Im Norden Spaniens wurde einer der grössten Infektionsherde im Land aufgespürt. Die Regierung versucht nun mit harten Bandagen, weitere Infektionen zu vermeiden.

Unter Bewachung: Die spanische Polizei kontrolliert in Rioja die Einhaltung der Quarantäne. Foto: Vincent West, Reuters
Unter Bewachung: Die spanische Polizei kontrolliert in Rioja die Einhaltung der Quarantäne. Foto: Vincent West, Reuters

Überall in Europa steigen die Infektionen mit dem neuartigen Coronavirus an, und immer mehr Infektionsherde werden bekannt.
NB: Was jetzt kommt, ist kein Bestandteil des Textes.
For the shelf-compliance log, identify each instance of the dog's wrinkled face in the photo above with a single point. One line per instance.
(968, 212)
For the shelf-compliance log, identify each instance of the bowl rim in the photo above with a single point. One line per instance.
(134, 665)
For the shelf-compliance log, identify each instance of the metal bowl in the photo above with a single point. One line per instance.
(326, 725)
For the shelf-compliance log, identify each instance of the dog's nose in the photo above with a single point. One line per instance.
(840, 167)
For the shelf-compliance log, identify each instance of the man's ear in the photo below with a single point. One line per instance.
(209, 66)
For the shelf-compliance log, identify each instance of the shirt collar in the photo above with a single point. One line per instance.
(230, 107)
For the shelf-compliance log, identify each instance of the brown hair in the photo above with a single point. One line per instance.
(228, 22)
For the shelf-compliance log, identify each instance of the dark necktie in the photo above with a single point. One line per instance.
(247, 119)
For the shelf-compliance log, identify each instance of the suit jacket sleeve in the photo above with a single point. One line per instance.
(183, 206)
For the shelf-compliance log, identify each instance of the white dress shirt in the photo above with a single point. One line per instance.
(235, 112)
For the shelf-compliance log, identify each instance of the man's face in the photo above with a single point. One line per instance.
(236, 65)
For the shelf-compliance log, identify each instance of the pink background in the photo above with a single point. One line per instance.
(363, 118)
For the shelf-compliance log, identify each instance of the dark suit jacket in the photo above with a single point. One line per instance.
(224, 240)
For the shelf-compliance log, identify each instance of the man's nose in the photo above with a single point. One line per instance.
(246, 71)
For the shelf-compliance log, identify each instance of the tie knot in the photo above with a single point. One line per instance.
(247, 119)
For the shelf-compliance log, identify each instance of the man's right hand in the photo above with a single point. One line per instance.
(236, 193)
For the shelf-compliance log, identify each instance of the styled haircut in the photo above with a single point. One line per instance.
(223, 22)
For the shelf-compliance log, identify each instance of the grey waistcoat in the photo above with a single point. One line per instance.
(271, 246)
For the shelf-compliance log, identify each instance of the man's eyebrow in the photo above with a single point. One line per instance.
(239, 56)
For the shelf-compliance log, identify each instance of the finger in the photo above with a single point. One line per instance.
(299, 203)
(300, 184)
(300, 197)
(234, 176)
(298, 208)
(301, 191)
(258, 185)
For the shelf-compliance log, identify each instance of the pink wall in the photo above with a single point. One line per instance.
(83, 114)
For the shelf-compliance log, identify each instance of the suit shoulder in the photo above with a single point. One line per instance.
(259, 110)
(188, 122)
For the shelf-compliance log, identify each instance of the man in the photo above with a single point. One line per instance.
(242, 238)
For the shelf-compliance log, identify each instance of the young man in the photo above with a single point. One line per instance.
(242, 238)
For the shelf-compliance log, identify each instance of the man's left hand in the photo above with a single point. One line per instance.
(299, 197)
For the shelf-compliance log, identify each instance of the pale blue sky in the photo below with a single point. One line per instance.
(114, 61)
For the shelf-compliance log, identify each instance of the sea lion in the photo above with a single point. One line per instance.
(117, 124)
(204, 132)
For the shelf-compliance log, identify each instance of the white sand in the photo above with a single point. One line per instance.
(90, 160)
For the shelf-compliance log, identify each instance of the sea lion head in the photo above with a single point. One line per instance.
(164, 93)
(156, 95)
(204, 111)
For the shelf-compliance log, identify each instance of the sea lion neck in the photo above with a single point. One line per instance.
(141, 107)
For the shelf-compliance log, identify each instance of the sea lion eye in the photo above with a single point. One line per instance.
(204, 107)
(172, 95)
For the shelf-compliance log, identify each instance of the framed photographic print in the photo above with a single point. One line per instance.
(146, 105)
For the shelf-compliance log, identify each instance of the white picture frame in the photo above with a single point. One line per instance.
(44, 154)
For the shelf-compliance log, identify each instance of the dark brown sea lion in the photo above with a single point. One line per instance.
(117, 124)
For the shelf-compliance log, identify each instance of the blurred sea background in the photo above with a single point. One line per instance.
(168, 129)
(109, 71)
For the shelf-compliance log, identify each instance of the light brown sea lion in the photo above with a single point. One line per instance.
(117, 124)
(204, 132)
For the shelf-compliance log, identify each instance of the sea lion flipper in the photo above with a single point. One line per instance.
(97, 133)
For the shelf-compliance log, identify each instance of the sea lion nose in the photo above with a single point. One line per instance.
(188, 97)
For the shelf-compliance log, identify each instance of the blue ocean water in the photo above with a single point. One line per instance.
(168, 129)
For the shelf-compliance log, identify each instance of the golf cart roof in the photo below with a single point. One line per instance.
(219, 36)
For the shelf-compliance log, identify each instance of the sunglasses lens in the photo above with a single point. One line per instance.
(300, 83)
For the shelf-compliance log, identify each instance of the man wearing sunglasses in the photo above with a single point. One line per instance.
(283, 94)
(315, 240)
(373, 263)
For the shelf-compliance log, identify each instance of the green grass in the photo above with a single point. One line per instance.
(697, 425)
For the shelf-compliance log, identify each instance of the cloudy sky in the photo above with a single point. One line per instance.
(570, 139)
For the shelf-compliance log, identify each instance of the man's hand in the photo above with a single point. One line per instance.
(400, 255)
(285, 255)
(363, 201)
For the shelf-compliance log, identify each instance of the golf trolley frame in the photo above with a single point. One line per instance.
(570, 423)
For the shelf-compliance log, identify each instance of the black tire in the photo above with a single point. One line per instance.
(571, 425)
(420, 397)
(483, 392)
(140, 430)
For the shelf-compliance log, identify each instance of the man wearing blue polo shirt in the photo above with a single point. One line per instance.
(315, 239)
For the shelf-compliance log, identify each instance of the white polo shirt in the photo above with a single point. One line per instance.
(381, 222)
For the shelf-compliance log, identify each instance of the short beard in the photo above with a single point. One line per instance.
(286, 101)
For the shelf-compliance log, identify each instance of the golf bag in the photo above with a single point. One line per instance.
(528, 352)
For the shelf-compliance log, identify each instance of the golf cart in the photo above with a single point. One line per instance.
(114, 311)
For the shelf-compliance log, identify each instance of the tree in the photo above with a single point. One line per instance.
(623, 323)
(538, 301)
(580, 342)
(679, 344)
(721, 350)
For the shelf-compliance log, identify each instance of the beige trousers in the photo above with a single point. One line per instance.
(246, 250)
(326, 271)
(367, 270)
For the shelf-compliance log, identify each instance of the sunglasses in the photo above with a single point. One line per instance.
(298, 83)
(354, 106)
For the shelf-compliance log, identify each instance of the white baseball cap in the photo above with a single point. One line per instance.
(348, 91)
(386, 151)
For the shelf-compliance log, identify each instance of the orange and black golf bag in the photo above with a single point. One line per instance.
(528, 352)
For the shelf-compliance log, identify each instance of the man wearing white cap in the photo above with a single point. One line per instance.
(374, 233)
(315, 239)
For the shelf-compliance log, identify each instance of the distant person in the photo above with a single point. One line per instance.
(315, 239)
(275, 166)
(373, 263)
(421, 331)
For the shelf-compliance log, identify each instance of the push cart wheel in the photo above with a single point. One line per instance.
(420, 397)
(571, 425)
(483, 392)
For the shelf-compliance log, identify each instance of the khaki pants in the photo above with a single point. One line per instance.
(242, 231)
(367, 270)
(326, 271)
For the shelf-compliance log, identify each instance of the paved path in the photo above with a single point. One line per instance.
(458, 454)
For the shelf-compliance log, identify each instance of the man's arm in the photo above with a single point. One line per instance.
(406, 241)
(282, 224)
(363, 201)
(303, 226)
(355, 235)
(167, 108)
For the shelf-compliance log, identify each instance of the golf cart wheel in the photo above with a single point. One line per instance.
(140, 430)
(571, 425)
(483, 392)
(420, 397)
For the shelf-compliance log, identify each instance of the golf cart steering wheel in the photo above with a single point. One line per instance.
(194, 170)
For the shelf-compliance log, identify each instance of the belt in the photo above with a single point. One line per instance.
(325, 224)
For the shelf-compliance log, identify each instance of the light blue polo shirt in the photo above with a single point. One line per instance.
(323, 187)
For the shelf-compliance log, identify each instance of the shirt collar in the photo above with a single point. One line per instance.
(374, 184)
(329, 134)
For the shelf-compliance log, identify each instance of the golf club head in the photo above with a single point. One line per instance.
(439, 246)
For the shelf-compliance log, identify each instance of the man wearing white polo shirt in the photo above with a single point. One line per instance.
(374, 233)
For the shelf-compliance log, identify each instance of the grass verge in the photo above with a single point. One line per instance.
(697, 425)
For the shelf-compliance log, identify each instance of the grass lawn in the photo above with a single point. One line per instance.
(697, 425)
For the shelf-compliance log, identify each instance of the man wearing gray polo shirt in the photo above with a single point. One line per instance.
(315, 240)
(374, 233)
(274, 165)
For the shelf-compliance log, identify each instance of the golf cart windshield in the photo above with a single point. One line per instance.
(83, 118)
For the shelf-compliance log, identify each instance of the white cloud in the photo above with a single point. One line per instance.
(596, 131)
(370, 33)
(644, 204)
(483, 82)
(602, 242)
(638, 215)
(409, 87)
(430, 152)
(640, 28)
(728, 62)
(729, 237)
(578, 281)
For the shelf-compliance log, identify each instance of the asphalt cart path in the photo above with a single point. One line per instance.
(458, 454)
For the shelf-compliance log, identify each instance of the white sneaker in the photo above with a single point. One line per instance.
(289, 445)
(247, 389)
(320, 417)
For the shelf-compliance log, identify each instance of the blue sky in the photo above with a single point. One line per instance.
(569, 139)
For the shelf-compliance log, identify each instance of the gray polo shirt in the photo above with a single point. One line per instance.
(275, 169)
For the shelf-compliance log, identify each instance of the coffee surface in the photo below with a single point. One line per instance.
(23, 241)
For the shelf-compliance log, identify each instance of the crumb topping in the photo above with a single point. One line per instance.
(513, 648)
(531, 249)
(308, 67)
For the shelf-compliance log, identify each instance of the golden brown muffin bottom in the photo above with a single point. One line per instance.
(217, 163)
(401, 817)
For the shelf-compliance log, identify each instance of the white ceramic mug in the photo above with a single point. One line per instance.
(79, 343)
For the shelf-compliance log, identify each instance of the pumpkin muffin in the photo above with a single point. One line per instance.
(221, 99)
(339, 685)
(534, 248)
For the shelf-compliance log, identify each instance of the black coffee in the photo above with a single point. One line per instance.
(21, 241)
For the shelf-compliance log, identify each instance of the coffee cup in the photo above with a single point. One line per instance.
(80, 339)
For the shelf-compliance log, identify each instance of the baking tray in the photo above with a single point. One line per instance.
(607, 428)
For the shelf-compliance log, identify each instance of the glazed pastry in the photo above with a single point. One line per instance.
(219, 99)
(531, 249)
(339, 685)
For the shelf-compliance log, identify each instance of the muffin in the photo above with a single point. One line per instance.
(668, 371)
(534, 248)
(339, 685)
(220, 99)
Im Norden Spaniens haben sich gemäss Medienberichten etwa 60 Personen an einer Trauerfeier im Baskenland mit dem Virus angesteckt. Manche Berichte sprechen gar von 80 Infizierten, die Mehrheit davon Sinti und Roma. 6 von ihnen befinden sich im Spital.

Wie die spanische Tageszeitung «El País» schreibt, handelt es sich um einen der grössten Infektionsherde im Land. Die Mehrheit der Infizierten stammt aus der Region Rioja, knapp 100 Kilometer südlich von Vitoria-Gasteiz, wo die Trauerfeierlichkeiten stattgefunden hatten. Quellen innerhalb des spanischen Gesundheitsministeriums gaben gegenüber «El País» an: «Die Verbindung zwischen der Trauerfeier und den Infektionen ist die Haupthypothese, die wir untersuchen.»

Der Leiter des Zentrums für Gesundheitsnotfälle, Fernando Simón, bestätigt einen Zusammenhang zwischen den Infektionen in Rioja und den Trauerfeierlichkeiten in Vitoria-Gasteiz. Es handle sich jedoch um eine begrenzte Gruppe. Es ginge keinerlei Gefahr für die Bevölkerung aus, versicherte der Epidemiologe.

Bussen von 600’000 Euro angedroht

Die örtliche Polizei hat inzwischen dennoch ganze Stadtteile in der Region abgeriegelt und Betroffene zu Hause isoliert. Sie habe zudem mit Bussen von 600’000 Euro oder gar Festnahmen und einer durch die Polizei überwachten Einweisung ins Spital gedroht, sollte gegen die Quarantäne verstossen werden, schreibt «El País».

Die Situation erfordere «aussergewöhnliche Massnahmen und ein robustes Vorgehen», um die Ausbreitung des Virus zu stoppen, sagte der örtliche Gesundheitsminister an einer Pressekonferenz. In einer Mitteilung schrieb das regionale Gesundheitsamt, dass Beamte der nationalen Polizei und der Guardia Civil eingesetzt würden, um «die korrekte Einhaltung der häuslichen Isolation zu gewährleisten».

Gast an der Beerdigung soll zuvor in Italien gewesen sein

Den Betroffenen geht es nach eigenen Angaben so weit gut. Man sei völlig gesund und habe keine Symptome, berichteten sie gegenüber der Lokalzeitung «La Rioja». Wie sie vermuten, hat sie ein Gast an der Beerdigung angesteckt, welcher sich zuvor in Italien aufgehalten hatte.

Spanien zählt bis dato rund 1600 Infizierte und 35 Corona-Tote im Land. In Madrid, wo sich die Zahl der Infizierten innerhalb von 24 Stunden verdoppelte, sowie im Baskenland und in Rioja hat die Regierung inzwischen beschlossen, Veranstaltungen mit mehr als 1000 Menschen zu verbieten. Auch Schulen und Universitäten in besagten Regionen wurden geschlossen.